Certo si può dire che sono dei poveri idioti, però quella "innocua" email sta quanto meno contribuendo a caricare la diffidenza e l'odio interrazziale.
Ma che male fa diffondere una catena di sant'Antonio?
Tanto.
Quelle che parlano di sostanze tossiche presenti nei prodotti più disparati danneggiano le aziende che li producono: questo significa danneggiare inevitabilmente anche i loro lavoratori.
Diffondere una bufala vi fa fare la figura degli ingenui che abboccano a qualsiasi storia senza prendersi la briga di verificarla e senza neppure chiedersi se è plausibile.

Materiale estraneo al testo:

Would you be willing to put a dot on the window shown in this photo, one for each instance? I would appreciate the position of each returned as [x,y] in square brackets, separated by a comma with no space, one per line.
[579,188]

Le catene spedite dal posto di lavoro vi possono costare il lavoro! Spesso i programmi di posta aggiungono automaticamente in coda a ogni messaggio il nome del mittente e quello dell'azienda o dell'istituto presso il quale lavora il mittente. Il risultato è che una catena spedita dal posto di lavoro sembra "autenticata" dall'azienda/istituto, che difficilmente gradisce che il proprio nome venga abusato da un dipendente e associato a una bufala.
La diffusione di false notizie può portarvi in tribunale. Sono a conoscenza di almeno un caso in Italia in cui l'incauta diffusione di un appello ha avuto conseguenze legali per chi l'ha fatto circolare. Non posso dare dettagli perché mi è stato chiesto di non darli proprio per evitare ulteriori danni alle società e alle persone coinvolte.
Quelle autentiche che contengono appelli per curare persone malate spesso proseguono per anni dopo la morte della persona citata. Di conseguenza, i familiari continuano per anni a ricevere offerte di aiuto che non solo sono assolutamente inutili, ma ricordano loro ogni giorno la scomparsa di una persona cara. Voi come vi sentireste, se ogni mattina vi chiamassero in tanti al telefono per chiedervi come sta vostra figlia morta di leucemia?
Grazie all'inesperienza degli utenti della Rete, le catene viaggiano con centinaia di indirizzi di e-mail al seguito. Gli spammer (i pubblicitari-spazzatura di Internet) usano queste catene per raccogliere indirizzi a cui mandare la loro assillante pubblicità più o meno pornografica, virus e compagnia bella. Se partecipate a una catena di sant'Antonio, anche il vostro indirizzo finirà nelle liste degli spammer.
Questi messaggi diventano spesso enormi (150 K e passa) a furia di accumulare indirizzi in coda. Questo significa che ci vuole tempo per scaricarli, e il tempo è denaro, per chi si collega a Internet con il telefono o il cellulare. In altre parole, spedire catene di sant'Antonio costa: costa a chi le riceve oltre che a chi le manda.